Bio   Pubs   Gigs   Library  

Pardis Noorzad

As an executive at Carbon Health, I built a world-class Data Science function driving data infra, data privacy, data analytics, and machine learning initiatives at the company. We published the first ever open clinical data repository. We shared some of our work at AI Summit Silicon Valley 2020.

I led Connect Data Science at Twitter—covering Search, Trends, Explore, Events, Topics, Notifications, and Video. I reestablished the Product Data Science function at the company, ushering its expansion for the first time in four years.

At Paytm Labs, I designed and built a fully automated fraud detection engine for Paytm—the P2P payments and marketplace app serving India. As an early employee at Rubikloud, I proposed and built a promotions allocation system for retailers, the company's flagship product up to its acquisition.

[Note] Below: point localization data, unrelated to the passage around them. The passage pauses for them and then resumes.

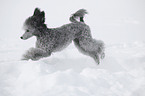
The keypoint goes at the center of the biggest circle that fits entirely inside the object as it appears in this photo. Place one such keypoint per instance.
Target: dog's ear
(36, 12)
(42, 16)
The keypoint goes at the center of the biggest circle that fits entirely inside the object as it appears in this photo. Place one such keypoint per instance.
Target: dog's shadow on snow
(58, 64)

I studied random graph models of online social networks at Ryerson University. At Amirkabir University, I published on music genre recognition and sparse linear classifiers with Bob L. Sturm. I hold a degree in Software Engineering from the University of Tehran, where I served as ECE Representative for three years. I also served on the Ryerson Senate for a year, working closely with Sheldon Levy.

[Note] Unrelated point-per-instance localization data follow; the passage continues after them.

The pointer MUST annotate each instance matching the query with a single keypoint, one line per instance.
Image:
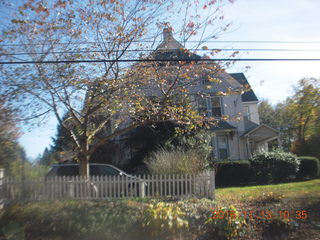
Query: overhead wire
(151, 41)
(150, 50)
(160, 60)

In June 2020, I sat down with Grant Ingersoll for a podcast episode. Thanks to Grant, the episode has turned into a good review of my work history.

⟢  ⟡  ⟣

Below is the bio I use for conferences and podcasts.

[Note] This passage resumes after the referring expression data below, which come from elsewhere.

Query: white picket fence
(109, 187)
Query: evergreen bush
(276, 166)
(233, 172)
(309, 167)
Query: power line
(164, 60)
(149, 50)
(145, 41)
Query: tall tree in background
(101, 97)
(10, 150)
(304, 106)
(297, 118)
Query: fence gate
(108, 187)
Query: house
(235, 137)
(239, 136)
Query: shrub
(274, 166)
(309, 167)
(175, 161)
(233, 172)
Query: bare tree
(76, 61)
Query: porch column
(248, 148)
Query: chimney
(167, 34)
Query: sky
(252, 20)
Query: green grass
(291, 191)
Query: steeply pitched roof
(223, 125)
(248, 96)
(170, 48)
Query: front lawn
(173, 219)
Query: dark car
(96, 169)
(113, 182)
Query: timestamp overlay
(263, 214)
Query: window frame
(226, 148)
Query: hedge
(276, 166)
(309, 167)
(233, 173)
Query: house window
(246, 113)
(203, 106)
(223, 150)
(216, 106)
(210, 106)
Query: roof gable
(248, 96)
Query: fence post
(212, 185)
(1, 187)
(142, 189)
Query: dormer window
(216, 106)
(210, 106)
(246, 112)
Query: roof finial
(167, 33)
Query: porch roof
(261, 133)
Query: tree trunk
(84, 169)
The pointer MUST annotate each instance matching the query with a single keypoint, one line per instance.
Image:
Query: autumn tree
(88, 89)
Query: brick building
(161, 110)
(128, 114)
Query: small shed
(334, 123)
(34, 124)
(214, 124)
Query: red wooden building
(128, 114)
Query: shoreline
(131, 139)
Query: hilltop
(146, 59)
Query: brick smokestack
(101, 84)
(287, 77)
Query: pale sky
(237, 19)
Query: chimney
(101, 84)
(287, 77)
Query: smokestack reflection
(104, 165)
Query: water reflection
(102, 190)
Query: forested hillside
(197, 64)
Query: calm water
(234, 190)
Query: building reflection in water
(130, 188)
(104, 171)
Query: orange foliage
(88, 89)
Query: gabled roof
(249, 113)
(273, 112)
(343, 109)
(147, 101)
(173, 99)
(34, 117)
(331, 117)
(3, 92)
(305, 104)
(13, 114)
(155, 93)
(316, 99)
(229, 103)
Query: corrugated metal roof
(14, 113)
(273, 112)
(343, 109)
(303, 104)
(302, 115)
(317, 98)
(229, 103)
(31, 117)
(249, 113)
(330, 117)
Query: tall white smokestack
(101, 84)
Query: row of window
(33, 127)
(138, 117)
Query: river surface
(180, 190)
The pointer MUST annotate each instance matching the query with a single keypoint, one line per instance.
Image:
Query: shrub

Pardis Noorzad is a data science executive with over 14 years of experience building effective teams and quality software products. Most recently she built the Data Science function at Carbon Health, driving data initiatives across all products and services of the 1500-person company. Before that, Pardis led Connect Data Science at Twitter, covering 80% of consumer products. At Twitter, she played a pivotal role in reestablishing the Product Data Science function and instituting best practices. In addition to healthcare and social media, Pardis has held data science and engineering positions in fintech and in e-commerce.